How to Connect EmptyInbox to ChatGPT with GPT Actions
- Custom GPTs can't receive email natively — GPT Actions bridge that gap
- EmptyInbox ships an OpenAPI spec you can import in one click
- Authentication is a single Bearer token — no OAuth, no callback URLs
- Zero code: from nothing to a GPT that creates and reads inboxes in under 5 minutes
The Problem
Custom GPTs can run web searches, write code, read documents, generate images. What they can't do is receive email. If your GPT is helping users automate a signup flow, test a transactional email, or verify an address mid-conversation — it hits a wall the moment an inbox is required.
GPT Actions fix this. They let a Custom GPT call any REST API mid-conversation, with results returned directly to the chat. EmptyInbox is a REST API for disposable inboxes. Put them together and your GPT can create an address, wait for messages, and extract verification codes — without leaving the chat window.
What You'll Need
- A ChatGPT Plus or Team account (GPT Actions require a paid plan)
- An EmptyInbox API key — free, no credit card
- 5 minutes
Step 1 — Get an API Key
Go to emptyinbox.me and click Get API Key. Register with a username. You'll receive an API key that starts with ei. Copy it — you'll paste it into ChatGPT in a moment.
Human accounts start with 5 inboxes on the free tier. That's more than enough to test the full flow.
Step 2 — Create a Custom GPT
In ChatGPT, click your avatar in the top-right corner, then My GPTs → Create a GPT. Give it a name like "Email Assistant" or "Inbox Agent." You can refine the system prompt after confirming everything works.
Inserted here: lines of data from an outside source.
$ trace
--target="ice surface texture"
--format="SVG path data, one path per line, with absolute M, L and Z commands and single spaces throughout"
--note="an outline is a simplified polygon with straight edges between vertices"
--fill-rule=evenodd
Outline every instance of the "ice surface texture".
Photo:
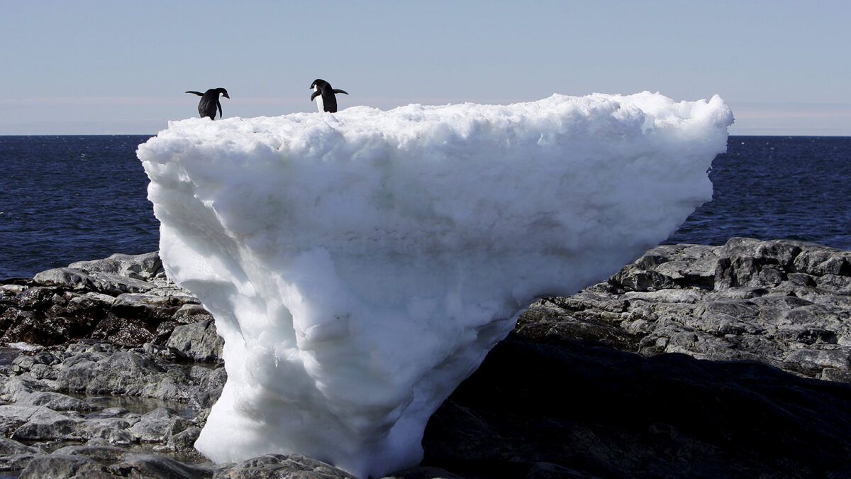
M 732 122 L 717 96 L 645 92 L 169 123 L 138 151 L 160 254 L 228 373 L 196 446 L 416 465 L 534 296 L 605 278 L 711 198 Z

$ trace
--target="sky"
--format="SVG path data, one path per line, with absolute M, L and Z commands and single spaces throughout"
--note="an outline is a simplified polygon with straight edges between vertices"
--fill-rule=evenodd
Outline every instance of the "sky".
M 155 134 L 225 117 L 720 95 L 731 135 L 851 136 L 851 2 L 0 0 L 0 135 Z

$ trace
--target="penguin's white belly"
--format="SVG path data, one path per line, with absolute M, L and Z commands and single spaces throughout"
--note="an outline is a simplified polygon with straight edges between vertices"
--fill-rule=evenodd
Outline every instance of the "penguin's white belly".
M 313 87 L 313 91 L 319 91 L 319 89 L 317 87 Z M 316 101 L 317 101 L 317 107 L 319 108 L 319 111 L 324 112 L 325 108 L 323 107 L 325 107 L 325 105 L 322 102 L 322 95 L 317 95 Z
Step 3 — Add the EmptyInbox Action
In the Configure tab, scroll down to Actions and click Add actions. On the schema screen:
- Find the Import from URL field
- Paste:
https://emptyinbox.me/openapi.yaml - Click Import
ChatGPT reads the spec and populates the available operations automatically. You'll see three actions appear:
POST /api/inbox— create a fresh disposable addressGET /api/messages— list all received messagesGET /api/messages/{id}— read a specific message body
Step 4 — Set Authentication
Still on the Actions screen, click Authentication and set:
- Auth type: API Key
- Auth header value type: Bearer
- API key: paste your
ei...key
Save. That's it — no OAuth dance, no redirect URLs, no callback server.
Step 5 — Test It
Back in the GPT preview pane, type:
Create a new inbox for me.
Your GPT will call the EmptyInbox API and return a fresh @emptyinbox.me address. From there, ask it to wait for incoming mail or check for messages across all your inboxes.
A full verification flow looks like this:
You: Create an inbox and wait for a verification email from Vercel.
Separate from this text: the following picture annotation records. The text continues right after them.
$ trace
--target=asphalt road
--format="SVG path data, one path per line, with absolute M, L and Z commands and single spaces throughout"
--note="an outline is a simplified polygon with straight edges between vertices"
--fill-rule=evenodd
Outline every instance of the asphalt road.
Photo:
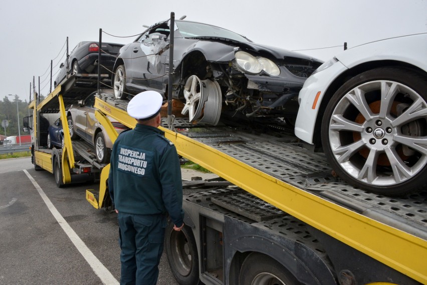
M 0 284 L 118 284 L 117 216 L 85 197 L 96 184 L 58 188 L 30 158 L 0 160 Z M 178 284 L 164 254 L 157 284 Z

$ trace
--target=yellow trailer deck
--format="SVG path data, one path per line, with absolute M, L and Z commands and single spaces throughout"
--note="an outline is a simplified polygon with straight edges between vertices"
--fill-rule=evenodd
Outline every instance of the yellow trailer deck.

GPT: Created inbox: rapid.cedar.moon@emptyinbox.me
Signed up and waiting for messages...
Message received — Subject: "Verify your Vercel account"
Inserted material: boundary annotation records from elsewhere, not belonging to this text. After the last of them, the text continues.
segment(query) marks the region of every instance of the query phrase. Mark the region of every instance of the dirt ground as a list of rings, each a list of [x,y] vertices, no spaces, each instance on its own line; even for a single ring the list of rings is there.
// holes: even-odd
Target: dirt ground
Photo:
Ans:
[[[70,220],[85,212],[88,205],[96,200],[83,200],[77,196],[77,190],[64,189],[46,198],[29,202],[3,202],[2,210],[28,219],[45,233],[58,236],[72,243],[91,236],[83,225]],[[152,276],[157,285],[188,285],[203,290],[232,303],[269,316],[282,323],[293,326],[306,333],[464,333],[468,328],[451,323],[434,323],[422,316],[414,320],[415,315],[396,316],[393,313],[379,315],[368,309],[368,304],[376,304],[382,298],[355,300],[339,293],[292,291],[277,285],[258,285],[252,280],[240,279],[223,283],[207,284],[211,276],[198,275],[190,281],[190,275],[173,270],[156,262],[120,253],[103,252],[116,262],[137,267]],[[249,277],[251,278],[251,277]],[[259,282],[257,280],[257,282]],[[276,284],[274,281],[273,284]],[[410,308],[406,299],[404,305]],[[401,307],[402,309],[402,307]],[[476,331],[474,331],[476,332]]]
Verification link: https://vercel.com/confirm?token=xyz123
Want me to extract just the token, or navigate to the link?
What This Unlocks
Once the action is wired up, your Custom GPT can handle scenarios that were previously impossible without a browser or a human in the loop:
- No-code email automation — non-technical users can run signup flows directly in ChatGPT
- Transactional email testing — send yourself a test email and have the GPT verify subject lines, links, and content in one step
- Multi-step flows — create an inbox, trigger a signup, wait for the code, submit it — all in one conversation
Free Tier and Scaling
The 5 free inboxes are enough to build and test any flow. Messages auto-delete after 7 days — no cleanup code needed. When you need more capacity, top up in batches of 10 inboxes for $1 USDT. No subscription, no KYC.
If you're building a Custom GPT for a team that runs high-volume testing, you can register a separate API agent account via the REST API and keep it isolated from your personal free tier.